Machine learning, cluster analysis, and anomaly detection ensure faster and more effective identification of suspicious financial transactions.
Like all other members of the sector, this international Dutch bank is making major efforts to comply with the Act to Prevent Money Laundering and Financing of Terrorism [Wet voorkoming van witwassen en financieren van terrorisme]. Unusual transactions must be reported to the Financial Intelligence Unit of the Dutch Ministry of Finance. Non-compliance can result in a high penalty being imposed. The bank detects these transactions with a computer system that applies criteria based on predetermined rules. Those criteria are derived from previous suspicious practices, such as high transaction amounts. Bank staff then check the unusual transactions. This approach is in fact inefficient and expensive, because it produces a lot of “bycatch”: out of 100 transactions noted as unusual, 99 were found to be harmless. That low score is thought to lead to staff becoming less alert, resulting in a greater risk of errors.

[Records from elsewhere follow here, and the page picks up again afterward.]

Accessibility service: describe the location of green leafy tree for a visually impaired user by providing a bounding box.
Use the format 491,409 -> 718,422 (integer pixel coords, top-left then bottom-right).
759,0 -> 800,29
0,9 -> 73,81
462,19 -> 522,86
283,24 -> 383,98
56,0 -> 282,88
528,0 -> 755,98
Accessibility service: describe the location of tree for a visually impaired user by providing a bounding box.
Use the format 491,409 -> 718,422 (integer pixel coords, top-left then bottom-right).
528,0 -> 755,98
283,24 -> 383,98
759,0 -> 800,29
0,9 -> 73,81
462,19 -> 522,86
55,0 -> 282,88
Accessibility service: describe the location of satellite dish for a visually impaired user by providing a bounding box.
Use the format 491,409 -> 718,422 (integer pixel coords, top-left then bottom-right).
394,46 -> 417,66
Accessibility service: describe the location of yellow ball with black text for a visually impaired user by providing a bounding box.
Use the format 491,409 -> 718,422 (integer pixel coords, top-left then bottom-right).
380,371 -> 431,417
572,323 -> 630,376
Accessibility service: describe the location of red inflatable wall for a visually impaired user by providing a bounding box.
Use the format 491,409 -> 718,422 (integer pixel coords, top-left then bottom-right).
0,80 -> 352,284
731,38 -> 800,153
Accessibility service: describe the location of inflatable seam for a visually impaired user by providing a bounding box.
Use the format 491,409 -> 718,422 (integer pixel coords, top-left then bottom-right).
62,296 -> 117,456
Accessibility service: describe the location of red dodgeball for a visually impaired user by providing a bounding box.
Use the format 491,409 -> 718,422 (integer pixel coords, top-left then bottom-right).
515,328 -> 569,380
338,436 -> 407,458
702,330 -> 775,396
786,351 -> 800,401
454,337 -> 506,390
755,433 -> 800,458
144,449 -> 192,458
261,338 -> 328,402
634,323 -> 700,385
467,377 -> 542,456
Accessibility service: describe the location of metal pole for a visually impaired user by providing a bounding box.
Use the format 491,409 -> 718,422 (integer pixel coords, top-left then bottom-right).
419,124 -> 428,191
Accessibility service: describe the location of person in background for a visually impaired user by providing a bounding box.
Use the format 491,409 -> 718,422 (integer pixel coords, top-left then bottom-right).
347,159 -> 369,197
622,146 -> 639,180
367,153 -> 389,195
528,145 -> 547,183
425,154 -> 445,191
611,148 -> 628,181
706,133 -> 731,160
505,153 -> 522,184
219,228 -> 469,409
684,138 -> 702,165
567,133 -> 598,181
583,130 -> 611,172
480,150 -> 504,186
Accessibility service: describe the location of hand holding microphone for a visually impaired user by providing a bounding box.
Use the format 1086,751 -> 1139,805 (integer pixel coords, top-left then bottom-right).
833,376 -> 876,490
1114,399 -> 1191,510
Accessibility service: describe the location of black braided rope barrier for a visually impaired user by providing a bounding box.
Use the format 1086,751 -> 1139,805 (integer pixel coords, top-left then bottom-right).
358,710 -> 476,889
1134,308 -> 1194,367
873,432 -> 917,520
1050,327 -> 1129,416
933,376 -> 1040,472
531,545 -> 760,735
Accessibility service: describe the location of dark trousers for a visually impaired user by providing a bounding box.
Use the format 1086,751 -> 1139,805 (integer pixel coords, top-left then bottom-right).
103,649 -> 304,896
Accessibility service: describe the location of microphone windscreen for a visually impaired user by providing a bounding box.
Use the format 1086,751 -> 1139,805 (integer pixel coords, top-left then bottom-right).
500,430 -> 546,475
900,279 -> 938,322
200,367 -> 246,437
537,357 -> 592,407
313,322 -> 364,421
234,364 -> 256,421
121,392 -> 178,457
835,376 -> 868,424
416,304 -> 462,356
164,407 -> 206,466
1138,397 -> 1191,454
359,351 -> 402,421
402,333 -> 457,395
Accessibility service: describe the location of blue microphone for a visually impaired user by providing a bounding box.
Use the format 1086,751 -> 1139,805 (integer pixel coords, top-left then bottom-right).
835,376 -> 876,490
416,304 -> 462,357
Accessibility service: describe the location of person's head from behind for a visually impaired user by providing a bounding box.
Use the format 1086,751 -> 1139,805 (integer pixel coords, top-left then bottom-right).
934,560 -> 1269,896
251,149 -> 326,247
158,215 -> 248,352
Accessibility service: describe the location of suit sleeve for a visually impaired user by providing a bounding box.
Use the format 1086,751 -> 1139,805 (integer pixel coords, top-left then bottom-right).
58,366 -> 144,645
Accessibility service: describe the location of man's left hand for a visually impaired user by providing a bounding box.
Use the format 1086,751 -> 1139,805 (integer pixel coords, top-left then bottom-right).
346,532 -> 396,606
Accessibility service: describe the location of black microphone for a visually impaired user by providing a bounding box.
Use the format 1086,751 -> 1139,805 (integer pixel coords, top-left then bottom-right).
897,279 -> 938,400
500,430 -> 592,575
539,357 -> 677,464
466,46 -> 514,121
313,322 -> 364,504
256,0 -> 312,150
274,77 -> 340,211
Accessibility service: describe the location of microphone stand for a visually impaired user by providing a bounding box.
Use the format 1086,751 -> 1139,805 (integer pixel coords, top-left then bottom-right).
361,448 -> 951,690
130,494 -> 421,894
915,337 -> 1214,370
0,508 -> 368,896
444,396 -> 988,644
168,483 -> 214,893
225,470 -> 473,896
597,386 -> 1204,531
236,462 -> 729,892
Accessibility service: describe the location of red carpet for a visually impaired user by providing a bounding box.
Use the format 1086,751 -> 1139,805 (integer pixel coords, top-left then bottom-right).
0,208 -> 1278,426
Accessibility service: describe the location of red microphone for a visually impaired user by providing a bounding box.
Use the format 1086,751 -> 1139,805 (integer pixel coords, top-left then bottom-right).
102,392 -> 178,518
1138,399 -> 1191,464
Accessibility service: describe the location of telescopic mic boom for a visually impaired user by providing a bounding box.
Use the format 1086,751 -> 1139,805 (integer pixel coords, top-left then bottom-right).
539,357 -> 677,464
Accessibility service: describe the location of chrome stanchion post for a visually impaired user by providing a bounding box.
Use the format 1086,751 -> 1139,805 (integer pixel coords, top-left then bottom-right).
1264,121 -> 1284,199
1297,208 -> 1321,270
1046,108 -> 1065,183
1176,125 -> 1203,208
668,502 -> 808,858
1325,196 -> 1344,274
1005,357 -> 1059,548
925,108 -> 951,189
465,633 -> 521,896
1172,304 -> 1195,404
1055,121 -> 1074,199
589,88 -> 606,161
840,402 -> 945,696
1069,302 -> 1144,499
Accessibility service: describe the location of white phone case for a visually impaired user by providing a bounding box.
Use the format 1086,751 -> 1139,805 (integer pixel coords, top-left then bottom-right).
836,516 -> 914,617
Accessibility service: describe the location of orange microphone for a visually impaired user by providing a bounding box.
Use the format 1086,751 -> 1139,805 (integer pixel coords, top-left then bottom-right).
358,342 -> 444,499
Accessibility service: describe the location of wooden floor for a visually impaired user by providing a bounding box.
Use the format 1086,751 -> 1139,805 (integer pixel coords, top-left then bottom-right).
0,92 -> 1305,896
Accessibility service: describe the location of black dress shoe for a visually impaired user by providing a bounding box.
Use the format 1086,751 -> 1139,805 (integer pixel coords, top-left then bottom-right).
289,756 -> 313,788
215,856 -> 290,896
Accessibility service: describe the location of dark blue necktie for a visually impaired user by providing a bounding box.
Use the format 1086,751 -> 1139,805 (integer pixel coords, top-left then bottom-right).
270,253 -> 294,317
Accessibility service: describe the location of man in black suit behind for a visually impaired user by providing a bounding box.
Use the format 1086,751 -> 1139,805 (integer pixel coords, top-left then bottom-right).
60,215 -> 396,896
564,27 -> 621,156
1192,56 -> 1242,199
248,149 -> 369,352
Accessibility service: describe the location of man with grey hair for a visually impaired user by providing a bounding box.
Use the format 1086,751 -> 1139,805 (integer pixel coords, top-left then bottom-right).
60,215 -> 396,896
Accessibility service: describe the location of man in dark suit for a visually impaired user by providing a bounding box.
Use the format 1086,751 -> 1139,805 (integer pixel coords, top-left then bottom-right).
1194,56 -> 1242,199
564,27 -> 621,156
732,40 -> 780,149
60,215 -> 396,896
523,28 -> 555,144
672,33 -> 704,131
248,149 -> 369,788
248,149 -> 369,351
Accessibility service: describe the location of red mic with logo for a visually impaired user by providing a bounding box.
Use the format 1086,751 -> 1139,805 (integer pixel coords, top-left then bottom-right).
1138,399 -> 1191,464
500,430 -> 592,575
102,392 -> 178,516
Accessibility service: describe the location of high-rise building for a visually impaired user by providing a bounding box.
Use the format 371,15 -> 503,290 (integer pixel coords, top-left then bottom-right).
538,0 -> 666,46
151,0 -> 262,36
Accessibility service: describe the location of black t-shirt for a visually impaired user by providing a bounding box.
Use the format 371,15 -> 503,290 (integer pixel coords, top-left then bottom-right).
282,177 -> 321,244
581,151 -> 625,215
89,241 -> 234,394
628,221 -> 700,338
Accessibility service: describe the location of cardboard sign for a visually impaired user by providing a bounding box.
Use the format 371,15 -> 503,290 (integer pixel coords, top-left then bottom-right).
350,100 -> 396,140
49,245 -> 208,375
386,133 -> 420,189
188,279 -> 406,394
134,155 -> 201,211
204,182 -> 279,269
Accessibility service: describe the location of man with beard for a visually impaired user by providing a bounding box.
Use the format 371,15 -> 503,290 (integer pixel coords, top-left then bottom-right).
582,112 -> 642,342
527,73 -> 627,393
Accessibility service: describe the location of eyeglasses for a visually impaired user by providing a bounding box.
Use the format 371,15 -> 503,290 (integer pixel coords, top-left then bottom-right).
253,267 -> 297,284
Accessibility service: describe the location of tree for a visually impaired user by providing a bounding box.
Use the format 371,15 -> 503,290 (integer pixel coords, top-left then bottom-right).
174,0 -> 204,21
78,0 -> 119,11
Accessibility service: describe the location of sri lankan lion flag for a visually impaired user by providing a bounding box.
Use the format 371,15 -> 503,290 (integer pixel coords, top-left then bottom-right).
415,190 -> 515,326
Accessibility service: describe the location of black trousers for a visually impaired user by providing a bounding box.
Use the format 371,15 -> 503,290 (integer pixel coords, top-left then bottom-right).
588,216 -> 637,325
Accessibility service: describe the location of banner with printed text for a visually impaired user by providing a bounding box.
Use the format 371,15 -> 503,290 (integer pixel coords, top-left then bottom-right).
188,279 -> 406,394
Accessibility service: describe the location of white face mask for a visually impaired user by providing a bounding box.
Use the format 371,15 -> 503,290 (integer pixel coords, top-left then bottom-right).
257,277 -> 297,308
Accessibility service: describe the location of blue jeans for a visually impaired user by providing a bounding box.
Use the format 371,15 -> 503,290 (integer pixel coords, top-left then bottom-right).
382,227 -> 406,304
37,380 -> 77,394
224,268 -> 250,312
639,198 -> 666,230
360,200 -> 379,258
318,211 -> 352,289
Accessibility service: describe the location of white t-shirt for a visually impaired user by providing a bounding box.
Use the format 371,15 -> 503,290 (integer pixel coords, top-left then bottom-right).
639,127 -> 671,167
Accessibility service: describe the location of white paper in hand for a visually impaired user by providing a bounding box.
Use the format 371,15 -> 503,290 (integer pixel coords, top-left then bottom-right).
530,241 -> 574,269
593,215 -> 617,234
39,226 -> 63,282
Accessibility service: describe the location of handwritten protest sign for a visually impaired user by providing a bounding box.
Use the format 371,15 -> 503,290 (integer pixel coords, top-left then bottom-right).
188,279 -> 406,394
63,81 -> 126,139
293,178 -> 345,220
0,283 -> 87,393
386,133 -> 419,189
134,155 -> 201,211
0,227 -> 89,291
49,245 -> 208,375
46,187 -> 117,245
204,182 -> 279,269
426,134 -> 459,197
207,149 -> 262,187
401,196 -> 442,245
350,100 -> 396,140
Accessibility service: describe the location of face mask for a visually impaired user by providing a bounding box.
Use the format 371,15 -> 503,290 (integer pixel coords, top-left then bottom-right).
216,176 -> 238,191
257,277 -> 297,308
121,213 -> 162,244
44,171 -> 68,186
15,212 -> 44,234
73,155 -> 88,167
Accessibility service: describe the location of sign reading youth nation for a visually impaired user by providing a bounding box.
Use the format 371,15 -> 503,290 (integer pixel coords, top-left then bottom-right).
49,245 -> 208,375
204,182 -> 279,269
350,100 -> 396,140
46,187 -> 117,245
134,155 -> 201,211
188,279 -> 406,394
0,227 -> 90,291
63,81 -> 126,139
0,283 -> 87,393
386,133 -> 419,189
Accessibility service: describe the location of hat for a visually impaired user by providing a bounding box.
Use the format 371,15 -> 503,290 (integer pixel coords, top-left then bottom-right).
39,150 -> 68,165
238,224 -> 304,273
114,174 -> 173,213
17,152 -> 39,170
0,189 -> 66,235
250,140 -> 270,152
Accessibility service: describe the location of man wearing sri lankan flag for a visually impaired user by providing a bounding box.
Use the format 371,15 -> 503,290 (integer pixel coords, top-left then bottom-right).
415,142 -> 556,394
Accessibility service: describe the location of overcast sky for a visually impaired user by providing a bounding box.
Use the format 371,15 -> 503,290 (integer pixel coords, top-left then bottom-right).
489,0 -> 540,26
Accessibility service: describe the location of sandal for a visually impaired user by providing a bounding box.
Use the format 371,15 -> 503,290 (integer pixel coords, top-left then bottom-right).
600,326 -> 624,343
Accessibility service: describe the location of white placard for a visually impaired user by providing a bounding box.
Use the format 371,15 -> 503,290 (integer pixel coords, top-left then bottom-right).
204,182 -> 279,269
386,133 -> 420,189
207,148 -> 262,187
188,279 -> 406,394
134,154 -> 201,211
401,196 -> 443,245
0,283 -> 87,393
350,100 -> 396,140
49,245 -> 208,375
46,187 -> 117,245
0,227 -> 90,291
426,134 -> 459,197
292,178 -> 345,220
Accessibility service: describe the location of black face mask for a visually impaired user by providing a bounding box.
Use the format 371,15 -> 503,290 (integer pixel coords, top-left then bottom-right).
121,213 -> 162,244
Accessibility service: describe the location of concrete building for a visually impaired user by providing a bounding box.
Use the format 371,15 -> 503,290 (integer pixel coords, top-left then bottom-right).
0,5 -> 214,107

The basis for a solution was data analysis by PwC of almost 2.5 million transactions. We did this with a start-up that had developed an advanced analytical technique for this purpose. Using the results, our data analysts constructed a two-part system. First of all, cluster analysis was used to divide the group of individual customers up into several subgroups with a specific behavioural pattern. That pattern consisted of dozens of dimensions, such as the size of transaction amounts, cash card withdrawals abroad, number of transactions, timing of transactions, etc. Deviations from that specific behaviour trigger an alarm. Machine learning causes the group structure to change dynamically with each individual transaction. PwC also developed a mathematical system for anomaly detection: which transactions differ from the previously determined transaction behaviour?
The bank now needs to do much less work to detect suspicious transactions. Cluster analysis and anomaly detection immediately reduced the number of transactions that were wrongly considered to be unusual from 99 percent to 50 percent. Achieving a score of twenty percent is possible once final improvements have been made. For customers of the bank, that means that their transactions are less likely to be blocked unnecessarily. Also, the more specific behavioural criteria increase the likelihood of a truly suspicious transaction being noticed. The system is therefore much more efficient, with a greater likelihood of identifying terrorist financing and money laundering.